The learning module provides tools to perform measure learning analyses. A learning analysis is performed over multiple sessions performed by a subject related to a measure extracted from its corresponding task (i.e. CPS task for the measure cps-std-rt-mean).

In order to extract the relevant parameters from a learning analysis (i.e. learning rate,…), one has to provide the required data wrapped in a MeasureCollection.

from dispel.data.collections import MeasureCollection
import pkg_resources

EXAMPLE_PATH = pkg_resources.resource_filename(
    'tests.stats', '_resources/single-user-learning-example.csv'
)
# Extract a MeasureCollection from a .csv export.
collection = MeasureCollection.from_csv(EXAMPLE_PATH)

Extract learning parameters#

When the measure collection is created, one can extract the learning parameters. This can be done by passing the measure collection to the extract_learning_for_one_subject() function:

>>> from dispel.stats.learning import extract_learning_for_one_subject
>>> learning_result = extract_learning_for_one_subject(collection)

The function will then return a LearningResult class containing the whole learning analysis results.

One can access the learning parameters with the method get_parameters() that outputs a pandas object (data frame or series) containing the following information:

  • subject_id: the subject identifier,

  • measure_id: the measure identifier,

  • optimal_performance: the optimal performance of the subject for the measure in question,

  • slope_coefficient: the slope coefficient of the learning curve of the subject for the measure in question,

  • learning_rate: the learning rate of the subject for the measure in question,

  • warm_up: the minimum number of sessions needed for the subject to attain 90% of their optimal performance,

  • r2_score: the R squared measure that represents the goodness of the fit of the learning model,

  • nb_outliers: the number of rejected outliers during the fit of the learning model,

  • delay_mean: the average delay between sessions in days,

  • delay_median: the median delay between sessions in days,

  • delay_mean: the maximum delay between sessions in days,

One can also access the new data points without outliers with the method get_new_data().

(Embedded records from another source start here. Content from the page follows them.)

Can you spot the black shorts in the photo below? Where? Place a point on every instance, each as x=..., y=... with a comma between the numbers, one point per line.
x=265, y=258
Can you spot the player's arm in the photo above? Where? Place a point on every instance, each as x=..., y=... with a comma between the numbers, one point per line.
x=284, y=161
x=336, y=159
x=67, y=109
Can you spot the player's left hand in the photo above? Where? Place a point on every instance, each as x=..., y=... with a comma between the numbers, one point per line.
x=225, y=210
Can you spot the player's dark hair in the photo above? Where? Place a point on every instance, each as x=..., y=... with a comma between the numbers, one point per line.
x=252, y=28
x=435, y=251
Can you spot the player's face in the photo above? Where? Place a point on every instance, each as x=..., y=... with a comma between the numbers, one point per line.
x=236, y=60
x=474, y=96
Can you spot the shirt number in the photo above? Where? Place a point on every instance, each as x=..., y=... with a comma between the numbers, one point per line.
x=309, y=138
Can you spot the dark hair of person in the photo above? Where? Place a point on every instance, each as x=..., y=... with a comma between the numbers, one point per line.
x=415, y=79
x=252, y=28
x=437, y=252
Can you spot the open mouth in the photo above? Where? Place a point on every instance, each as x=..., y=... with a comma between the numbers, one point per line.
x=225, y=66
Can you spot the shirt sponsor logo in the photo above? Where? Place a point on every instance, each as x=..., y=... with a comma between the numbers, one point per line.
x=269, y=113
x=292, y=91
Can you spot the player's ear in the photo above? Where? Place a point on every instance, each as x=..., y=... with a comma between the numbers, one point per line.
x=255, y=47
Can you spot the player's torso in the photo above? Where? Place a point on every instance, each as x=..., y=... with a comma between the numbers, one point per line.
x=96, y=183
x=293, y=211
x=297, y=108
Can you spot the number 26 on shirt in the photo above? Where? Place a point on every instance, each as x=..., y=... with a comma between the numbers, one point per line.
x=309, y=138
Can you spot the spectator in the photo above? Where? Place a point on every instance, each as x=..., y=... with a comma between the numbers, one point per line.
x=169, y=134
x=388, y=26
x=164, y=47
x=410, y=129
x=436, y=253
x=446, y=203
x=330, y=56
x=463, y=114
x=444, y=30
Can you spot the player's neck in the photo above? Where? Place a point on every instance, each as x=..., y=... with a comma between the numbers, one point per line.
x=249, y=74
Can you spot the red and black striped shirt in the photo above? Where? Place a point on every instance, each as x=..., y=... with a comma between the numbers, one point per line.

Note that if one wants to extract learning parameters for all present subjects in the MeasureCollection, it can be done by passing this MeasureCollection and a 'measure_id' to the extract_learning_for_all_subjects() function. This function will in the same way return a LearningResult class containing the same types of information as previously described.

>>> from dispel.stats.learning import extract_learning_for_all_subjects
>>> learning_result = extract_learning_for_all_subjects(
...     collection, 'CPS-dtd-rt-mean-01')

One can then explore the learning parameters for all users as well as plot relevant results.